For patients with post-operative PSAs less than 0.6 ng/mL, the data was even more significant. Patients in this group who underwent the combined treatment of radiation and long-term hormone therapy were twice as likely to die from other causes. These patients were also three to four times more likely to have severe cardiac events and neurological problems. Although these side effects have been reported in the past, this is the first clinical trial to demonstrate them to this extent.

Dr. Spratt believes that the data calls into question the current clinical guidelines. “For post-operative patients with low PSAs, they do very well with just radiation therapy after surgery.
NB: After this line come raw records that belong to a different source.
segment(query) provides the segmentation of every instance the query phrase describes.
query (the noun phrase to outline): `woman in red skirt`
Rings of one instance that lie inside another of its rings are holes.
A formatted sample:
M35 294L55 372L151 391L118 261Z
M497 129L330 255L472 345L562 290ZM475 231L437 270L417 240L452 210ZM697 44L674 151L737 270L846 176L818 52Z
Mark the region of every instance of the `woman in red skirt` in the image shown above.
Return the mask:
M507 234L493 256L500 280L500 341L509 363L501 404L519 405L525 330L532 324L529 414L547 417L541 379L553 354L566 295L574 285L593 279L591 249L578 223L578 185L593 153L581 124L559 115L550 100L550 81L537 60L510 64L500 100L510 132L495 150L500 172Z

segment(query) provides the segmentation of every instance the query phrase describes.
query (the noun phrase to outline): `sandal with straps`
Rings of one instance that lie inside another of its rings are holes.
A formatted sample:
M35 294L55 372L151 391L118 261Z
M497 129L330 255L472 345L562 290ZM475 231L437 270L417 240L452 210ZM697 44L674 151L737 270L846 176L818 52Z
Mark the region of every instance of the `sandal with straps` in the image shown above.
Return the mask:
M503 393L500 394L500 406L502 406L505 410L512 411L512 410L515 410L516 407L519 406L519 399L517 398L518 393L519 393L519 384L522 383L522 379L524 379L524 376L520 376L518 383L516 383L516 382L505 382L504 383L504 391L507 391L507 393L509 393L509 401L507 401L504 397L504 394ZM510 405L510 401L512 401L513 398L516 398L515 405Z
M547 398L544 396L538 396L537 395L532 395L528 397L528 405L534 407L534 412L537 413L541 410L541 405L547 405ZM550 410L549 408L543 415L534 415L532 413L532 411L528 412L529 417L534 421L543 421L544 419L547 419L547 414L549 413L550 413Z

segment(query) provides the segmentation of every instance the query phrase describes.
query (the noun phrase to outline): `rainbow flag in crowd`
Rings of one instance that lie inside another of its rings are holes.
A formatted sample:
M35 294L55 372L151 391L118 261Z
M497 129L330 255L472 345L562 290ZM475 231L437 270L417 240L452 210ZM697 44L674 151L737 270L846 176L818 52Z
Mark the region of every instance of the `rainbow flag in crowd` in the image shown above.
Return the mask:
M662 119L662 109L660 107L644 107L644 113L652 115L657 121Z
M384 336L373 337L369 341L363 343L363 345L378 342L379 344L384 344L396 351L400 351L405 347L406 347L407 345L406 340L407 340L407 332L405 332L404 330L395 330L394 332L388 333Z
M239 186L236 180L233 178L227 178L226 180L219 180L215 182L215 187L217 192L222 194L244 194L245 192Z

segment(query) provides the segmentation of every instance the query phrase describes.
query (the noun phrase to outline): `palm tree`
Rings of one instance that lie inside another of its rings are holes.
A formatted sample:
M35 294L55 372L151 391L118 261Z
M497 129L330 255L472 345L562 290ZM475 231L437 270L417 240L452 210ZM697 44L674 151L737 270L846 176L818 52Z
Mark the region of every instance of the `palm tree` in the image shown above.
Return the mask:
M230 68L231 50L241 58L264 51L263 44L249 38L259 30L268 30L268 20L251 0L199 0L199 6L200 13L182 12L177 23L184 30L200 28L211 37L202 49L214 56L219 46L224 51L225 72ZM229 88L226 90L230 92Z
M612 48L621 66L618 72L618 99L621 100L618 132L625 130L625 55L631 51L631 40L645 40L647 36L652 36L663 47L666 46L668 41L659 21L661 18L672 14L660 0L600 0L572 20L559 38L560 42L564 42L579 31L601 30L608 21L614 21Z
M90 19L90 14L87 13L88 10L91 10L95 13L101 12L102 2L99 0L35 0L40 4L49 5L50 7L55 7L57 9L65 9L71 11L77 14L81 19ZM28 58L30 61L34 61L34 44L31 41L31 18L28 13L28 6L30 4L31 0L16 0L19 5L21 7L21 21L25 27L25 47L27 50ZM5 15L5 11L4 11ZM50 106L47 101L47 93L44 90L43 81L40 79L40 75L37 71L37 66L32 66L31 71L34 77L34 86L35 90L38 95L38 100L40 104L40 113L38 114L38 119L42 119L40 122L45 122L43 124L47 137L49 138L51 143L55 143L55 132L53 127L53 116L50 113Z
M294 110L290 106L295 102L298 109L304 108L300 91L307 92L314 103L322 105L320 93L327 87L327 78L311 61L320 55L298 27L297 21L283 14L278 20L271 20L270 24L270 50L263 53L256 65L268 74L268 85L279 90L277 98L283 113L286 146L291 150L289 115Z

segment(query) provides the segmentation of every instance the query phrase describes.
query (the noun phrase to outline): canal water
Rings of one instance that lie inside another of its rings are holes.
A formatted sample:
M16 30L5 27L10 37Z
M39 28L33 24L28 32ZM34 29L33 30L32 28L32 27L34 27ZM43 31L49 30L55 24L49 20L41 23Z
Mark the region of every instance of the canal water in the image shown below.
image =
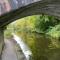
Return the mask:
M29 46L32 60L60 60L58 39L38 33L19 32L17 34Z

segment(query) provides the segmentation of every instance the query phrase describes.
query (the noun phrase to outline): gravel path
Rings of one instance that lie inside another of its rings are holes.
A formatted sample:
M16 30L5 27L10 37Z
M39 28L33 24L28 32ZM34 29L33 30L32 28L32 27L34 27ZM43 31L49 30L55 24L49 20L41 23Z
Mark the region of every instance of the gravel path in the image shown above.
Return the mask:
M2 60L17 60L14 43L11 40L5 41L5 47L2 53Z

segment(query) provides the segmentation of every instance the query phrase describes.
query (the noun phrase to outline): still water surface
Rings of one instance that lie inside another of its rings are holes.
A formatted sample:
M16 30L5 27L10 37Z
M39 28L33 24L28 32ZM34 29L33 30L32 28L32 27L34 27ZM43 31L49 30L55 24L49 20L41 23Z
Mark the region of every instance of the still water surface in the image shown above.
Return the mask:
M44 34L20 32L18 35L30 47L32 60L60 60L60 41Z

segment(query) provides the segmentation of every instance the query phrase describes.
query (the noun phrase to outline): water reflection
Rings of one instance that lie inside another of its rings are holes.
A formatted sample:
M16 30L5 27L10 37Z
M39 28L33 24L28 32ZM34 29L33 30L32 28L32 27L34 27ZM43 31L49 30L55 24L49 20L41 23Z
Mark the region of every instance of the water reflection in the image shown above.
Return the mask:
M18 35L30 47L32 60L60 60L60 43L43 34L19 32Z

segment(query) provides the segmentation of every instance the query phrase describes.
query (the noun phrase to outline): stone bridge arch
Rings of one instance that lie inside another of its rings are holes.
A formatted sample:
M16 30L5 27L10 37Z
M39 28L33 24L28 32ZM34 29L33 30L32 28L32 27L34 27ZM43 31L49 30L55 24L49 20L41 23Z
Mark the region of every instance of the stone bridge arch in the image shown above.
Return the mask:
M2 51L2 46L4 44L3 31L4 31L4 27L7 24L15 21L16 19L30 15L37 15L37 14L48 14L48 15L60 17L60 0L35 0L33 2L27 2L23 4L24 5L18 8L15 7L14 9L13 6L11 7L11 10L7 10L6 13L0 15L0 41L1 41L0 54Z

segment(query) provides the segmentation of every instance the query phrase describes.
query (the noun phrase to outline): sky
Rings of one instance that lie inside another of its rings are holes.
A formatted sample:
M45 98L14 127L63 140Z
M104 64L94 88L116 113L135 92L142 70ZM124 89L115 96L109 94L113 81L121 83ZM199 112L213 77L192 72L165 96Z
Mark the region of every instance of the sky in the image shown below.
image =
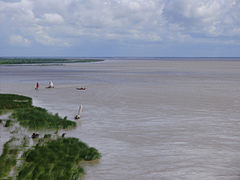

They actually have very good long-term outcomes,” he said.

The findings were presented at the 61st Annual Meeting of the American Society for Radiation Oncology (ASTRO) in Chicago in September.

Dr. Catalona’s Response: Beware of Bicalutamide’s Side Effects

In this study, the form of hormonal therapy used (largely bicalutamide) can be associated with fluid retention, increased risk for blood clots, and other cardiovascular complications when used continuously in high doses. Also, bicalutamide therapy initially blocks the stimulation of prostate cancer cell growth by male hormones, but after a while, the cancer cells can mutate in such a way that bicalutamide might actually have the opposite effect and stimulate the growth of the cancer cells. Thus, the lower survival results of hormonal therapy reported might be due to the negative side effects of bicalutamide that may not occur with other forms of hormonal therapy.